Overview

The Llama Discord Bot started as an experiment in latency-sensitive LLM inference. The objective was to deliver a conversational assistant that could keep pace with a crowded Discord server while retaining multi-user context.

Discord conversation screenshot

Architecture Highlights

Inference Gateway – Streams tokens from a self-hosted Llama 3 model using Hugging Face Transformers with accelerated attention kernels.
Session Orchestrator – Tracks per-channel dialogue state and triages simultaneous requests using Redis streams and worker pools.
Observability – Logs interaction metrics into OpenTelemetry and Grafana dashboards for prompt-level debugging.

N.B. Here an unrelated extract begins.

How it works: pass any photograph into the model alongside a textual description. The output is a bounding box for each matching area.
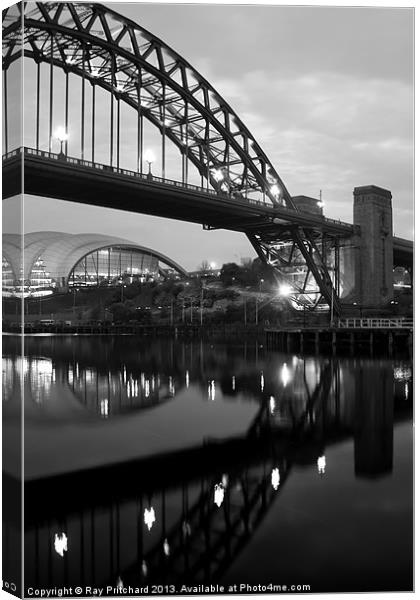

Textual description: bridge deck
[3,147,355,236]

async def stream_reply(message: Message) -> AsyncIterator[str]:
    chat_state = await session_store.fetch(message.channel.id)
    prompt = build_prompt(chat_state, message.content)

    async for token in llama.generate(prompt, temperature=0.6):
        yield token
        await websocket.send(token)

Outcomes

Sub-2s average first-token latency for chats of 1–4 simultaneous users.
Conversation continuity across channels thanks to explicit session handoffs.
Fast iteration loop: new prompt templates can be deployed without bot downtime.

Next Steps

Introduce fine-tuned adapters for support-style conversations.
Expand the moderation layer with automated abuse detection before messages reach inference.